Do MLMs Constitute Real Employment?

Get-rich-quick opportunities are rarely what they claim to be, and despite all the effort distributors put into them, they usually don’t make enough to be worth all the work. MLMs often push people struggling financially even deeper into debt. My being out $500 paled in comparison to the thousands of dollars many have lost trying to build a business through network marketing. Some MLMs even have startup costs of $5,000 or more, but like nearly all such companies, they offer no support and very little buyback money to distributors who are unsuccessful in sales. This is not uncommon; according to the Federal Trade Commission, 99 percent of MLM consultants will end up losing money, and per the Career Contessa, at least half of consultants will stop attempting sales within the first year.

To quit, all I had to do was stop selling and buying through my own website link, and after a few months, I was considered “inactive.” I didn’t have a boss to give two weeks’ notice to, I had no desk to clean out, and I certainly wasn’t planning to put this experience on my résumé. Though MLMs claim you can build a successful business from home, signing up as a contractor is not actually a career, and I wasn’t an employee. And because they don’t constitute formal employment, MLMs have no obligation to offer sales training, support, fixed salaries, or benefits, and they’re not liable for their distributors’ low sales or the money they have to spend on their own items.

Employment Law MLM Chart

Although they are legal, multilevel marketing companies are often intentionally vague about the specifics of how they operate. Pyramid schemes put a “primary emphasis on recruiting new participants with no genuine product or service actually being sold.” According to The National Law Review, “the critical difference between a legitimate MLM business and a pyramid scheme is that MLM’s revenues must come primarily from the sale of products and services to retail customers unaffiliated with the business.” From my own experience, though, my uplines never took issue with generating their own revenue on the products I sold to myself, and the goal was always to recruit others first and make sales second.
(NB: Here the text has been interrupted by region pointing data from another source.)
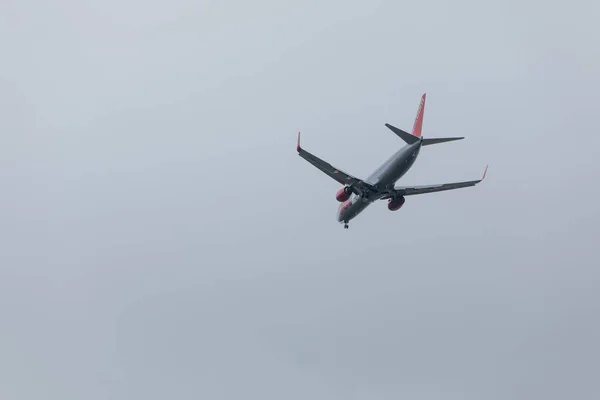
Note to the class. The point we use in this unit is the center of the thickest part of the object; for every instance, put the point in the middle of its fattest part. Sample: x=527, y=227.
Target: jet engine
x=395, y=204
x=343, y=194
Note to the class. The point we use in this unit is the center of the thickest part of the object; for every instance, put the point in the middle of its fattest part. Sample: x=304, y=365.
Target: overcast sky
x=160, y=237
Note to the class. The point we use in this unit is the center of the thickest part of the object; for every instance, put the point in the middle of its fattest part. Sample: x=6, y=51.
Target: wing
x=411, y=190
x=335, y=173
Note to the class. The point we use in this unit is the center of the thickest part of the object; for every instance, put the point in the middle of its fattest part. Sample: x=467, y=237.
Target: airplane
x=357, y=194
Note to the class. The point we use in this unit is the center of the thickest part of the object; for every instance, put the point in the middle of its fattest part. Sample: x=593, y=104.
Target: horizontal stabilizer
x=407, y=137
x=427, y=142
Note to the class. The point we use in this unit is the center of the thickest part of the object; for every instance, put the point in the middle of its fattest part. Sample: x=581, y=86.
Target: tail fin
x=418, y=125
x=407, y=137
x=415, y=136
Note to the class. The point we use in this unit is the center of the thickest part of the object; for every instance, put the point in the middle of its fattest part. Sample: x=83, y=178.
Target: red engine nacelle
x=343, y=194
x=396, y=204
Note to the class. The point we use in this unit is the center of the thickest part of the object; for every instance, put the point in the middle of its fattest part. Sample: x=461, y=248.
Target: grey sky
x=162, y=239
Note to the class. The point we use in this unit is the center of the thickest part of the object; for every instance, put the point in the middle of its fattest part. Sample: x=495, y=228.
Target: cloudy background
x=160, y=237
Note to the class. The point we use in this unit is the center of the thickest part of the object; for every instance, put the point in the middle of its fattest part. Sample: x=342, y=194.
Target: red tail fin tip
x=298, y=147
x=418, y=126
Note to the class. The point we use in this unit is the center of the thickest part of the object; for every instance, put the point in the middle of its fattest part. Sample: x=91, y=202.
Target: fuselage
x=384, y=177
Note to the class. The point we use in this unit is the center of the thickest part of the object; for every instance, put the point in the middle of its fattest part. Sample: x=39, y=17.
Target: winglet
x=299, y=148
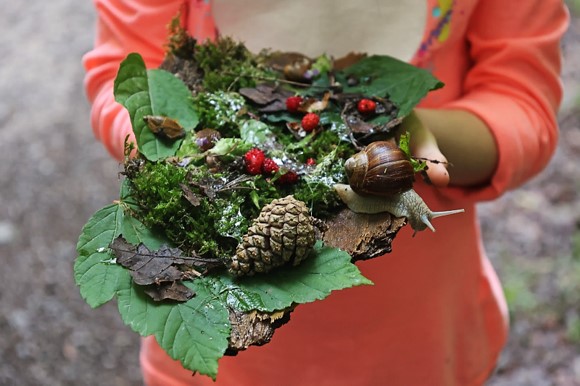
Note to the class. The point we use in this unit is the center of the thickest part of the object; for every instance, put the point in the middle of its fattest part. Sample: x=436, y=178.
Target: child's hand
x=424, y=146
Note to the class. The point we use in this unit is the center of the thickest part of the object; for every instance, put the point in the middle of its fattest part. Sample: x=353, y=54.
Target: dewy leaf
x=153, y=92
x=96, y=273
x=383, y=76
x=95, y=269
x=328, y=270
x=195, y=332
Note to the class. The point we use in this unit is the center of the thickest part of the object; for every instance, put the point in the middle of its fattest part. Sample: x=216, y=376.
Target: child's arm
x=473, y=157
x=503, y=130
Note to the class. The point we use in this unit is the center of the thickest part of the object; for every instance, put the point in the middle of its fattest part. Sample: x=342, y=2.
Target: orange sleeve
x=514, y=86
x=123, y=26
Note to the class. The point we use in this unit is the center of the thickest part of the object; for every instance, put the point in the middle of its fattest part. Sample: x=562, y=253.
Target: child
x=436, y=314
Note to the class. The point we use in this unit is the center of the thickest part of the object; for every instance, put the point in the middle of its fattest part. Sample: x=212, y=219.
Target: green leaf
x=195, y=332
x=383, y=76
x=328, y=270
x=95, y=271
x=153, y=92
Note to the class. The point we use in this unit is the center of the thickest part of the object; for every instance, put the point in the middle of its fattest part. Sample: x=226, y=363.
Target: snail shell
x=381, y=168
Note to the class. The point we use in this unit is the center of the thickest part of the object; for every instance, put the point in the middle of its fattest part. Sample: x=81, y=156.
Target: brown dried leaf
x=164, y=127
x=348, y=60
x=146, y=266
x=265, y=94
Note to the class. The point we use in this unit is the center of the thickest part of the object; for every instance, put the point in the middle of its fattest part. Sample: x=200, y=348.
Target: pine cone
x=282, y=233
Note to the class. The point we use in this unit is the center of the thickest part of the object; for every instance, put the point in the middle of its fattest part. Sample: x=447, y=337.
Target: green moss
x=220, y=110
x=227, y=65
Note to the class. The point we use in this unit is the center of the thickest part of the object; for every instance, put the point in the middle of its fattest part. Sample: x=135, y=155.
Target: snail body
x=380, y=180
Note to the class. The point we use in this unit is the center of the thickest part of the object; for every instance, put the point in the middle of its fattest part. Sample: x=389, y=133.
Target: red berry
x=310, y=122
x=254, y=161
x=290, y=177
x=293, y=103
x=270, y=167
x=366, y=106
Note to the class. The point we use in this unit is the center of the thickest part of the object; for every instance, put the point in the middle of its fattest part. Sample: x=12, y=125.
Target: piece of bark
x=363, y=236
x=254, y=328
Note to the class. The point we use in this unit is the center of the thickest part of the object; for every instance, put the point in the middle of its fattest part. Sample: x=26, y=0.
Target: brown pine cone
x=282, y=233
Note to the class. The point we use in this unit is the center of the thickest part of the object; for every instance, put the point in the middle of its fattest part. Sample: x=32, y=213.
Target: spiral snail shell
x=380, y=179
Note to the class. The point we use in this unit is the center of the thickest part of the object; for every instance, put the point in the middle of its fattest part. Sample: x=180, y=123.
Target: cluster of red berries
x=310, y=121
x=257, y=163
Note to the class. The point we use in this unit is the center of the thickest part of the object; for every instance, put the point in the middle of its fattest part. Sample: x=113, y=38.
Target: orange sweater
x=436, y=314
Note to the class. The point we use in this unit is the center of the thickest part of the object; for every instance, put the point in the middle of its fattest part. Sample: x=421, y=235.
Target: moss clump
x=227, y=65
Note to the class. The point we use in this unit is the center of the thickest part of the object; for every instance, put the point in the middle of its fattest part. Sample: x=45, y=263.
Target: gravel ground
x=53, y=176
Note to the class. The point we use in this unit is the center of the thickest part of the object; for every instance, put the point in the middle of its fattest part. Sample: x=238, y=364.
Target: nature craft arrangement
x=252, y=188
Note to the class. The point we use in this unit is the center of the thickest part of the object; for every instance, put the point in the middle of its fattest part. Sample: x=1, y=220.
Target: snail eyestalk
x=407, y=204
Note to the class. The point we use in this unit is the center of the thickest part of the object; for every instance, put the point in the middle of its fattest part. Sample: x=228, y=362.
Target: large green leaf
x=195, y=332
x=153, y=92
x=383, y=76
x=315, y=278
x=96, y=273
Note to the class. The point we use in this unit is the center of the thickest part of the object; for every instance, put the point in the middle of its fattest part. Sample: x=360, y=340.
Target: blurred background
x=54, y=176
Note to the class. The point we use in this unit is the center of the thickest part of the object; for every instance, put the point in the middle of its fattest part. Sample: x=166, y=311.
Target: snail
x=381, y=180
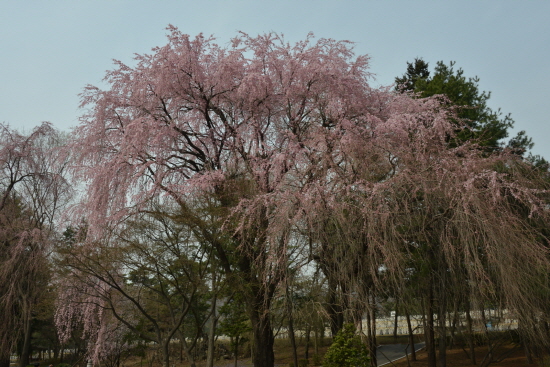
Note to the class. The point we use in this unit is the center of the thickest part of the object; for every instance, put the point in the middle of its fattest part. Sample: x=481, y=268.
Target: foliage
x=347, y=350
x=32, y=190
x=268, y=152
x=475, y=119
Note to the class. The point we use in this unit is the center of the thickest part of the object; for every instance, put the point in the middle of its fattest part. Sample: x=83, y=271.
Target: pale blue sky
x=49, y=50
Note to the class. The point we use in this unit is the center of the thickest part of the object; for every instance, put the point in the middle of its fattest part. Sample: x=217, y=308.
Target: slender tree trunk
x=213, y=324
x=24, y=359
x=411, y=333
x=165, y=349
x=430, y=335
x=334, y=307
x=5, y=360
x=442, y=330
x=308, y=338
x=236, y=350
x=371, y=326
x=471, y=340
x=396, y=318
x=187, y=350
x=292, y=336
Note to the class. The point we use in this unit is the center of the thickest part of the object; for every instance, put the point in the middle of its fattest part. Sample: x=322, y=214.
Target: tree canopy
x=272, y=152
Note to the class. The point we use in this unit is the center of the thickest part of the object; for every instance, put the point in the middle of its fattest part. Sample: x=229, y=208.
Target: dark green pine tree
x=476, y=121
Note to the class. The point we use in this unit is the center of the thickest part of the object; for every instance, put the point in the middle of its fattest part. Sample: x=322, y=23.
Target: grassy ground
x=515, y=356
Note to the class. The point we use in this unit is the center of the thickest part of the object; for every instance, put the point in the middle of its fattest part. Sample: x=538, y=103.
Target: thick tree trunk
x=262, y=355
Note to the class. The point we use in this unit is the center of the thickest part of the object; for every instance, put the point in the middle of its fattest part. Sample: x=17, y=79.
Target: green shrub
x=346, y=350
x=317, y=359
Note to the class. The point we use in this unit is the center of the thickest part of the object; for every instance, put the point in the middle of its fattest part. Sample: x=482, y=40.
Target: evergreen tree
x=476, y=120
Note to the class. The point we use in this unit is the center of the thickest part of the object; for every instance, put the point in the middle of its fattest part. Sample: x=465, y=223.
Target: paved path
x=391, y=352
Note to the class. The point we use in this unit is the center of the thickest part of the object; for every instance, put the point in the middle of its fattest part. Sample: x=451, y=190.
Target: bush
x=317, y=359
x=346, y=350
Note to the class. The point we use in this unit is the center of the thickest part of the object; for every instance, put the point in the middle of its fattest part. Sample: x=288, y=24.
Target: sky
x=50, y=50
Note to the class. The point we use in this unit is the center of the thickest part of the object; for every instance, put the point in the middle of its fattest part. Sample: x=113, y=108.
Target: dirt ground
x=458, y=358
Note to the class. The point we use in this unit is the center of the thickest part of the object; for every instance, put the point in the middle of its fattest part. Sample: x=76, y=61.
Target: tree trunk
x=429, y=332
x=395, y=320
x=411, y=334
x=291, y=334
x=262, y=355
x=24, y=359
x=236, y=350
x=334, y=307
x=371, y=328
x=471, y=341
x=308, y=338
x=442, y=330
x=165, y=353
x=213, y=325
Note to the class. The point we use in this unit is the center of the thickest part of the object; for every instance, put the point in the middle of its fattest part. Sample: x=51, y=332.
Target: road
x=391, y=352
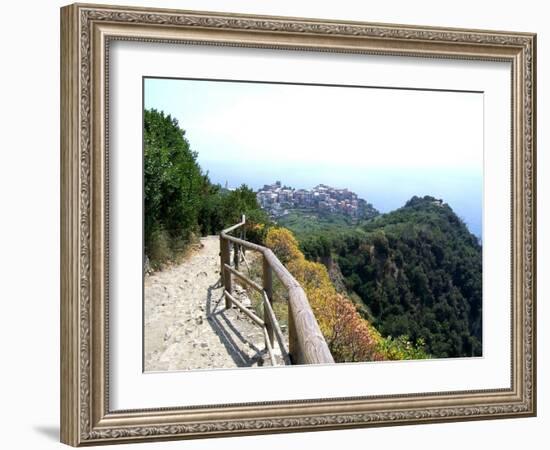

Not once, meanwhile, did I consider the potential legal ramifications. According to Reese & Richards PLLC, a law firm that specializes in MLM legal assistance and has worked with more than 1,500 direct-sales companies, MLMs work to sidestep the pyramid model by encouraging distributors to place large orders of inventory, which are often nonrefundable. Although the distributor makes a small percentage back on these purchases, the real value is for the sponsors and distributors in the upline, which make a generous profit. This evades the system’s real goal (recruitment) while allowing for hefty profits for those higher up the chain of command. Whether the downline is recruiting or buying large quantities of product, the desired result is the same: The more product sold, the more money the upline makes.

Further legislation aiming to rein in MLMs is inevitable, and direct-sales companies continue to try to elude legal trouble through crafty language and complicated business models. In general, network marketing appears relatively harmless, and it’s easy to see the initial appeal, with its promises of fast money and self-made business opportunities, but one must always proceed with caution around these companies. As a distributor, your rights are few. Legal recourse, workers’ compensation, and employment law will seldom be on your side. While it may appear as such, multilevel marketing is not an employment opportunity, and other than your own unsold merchandise, there are no severance packages when you get “fired.”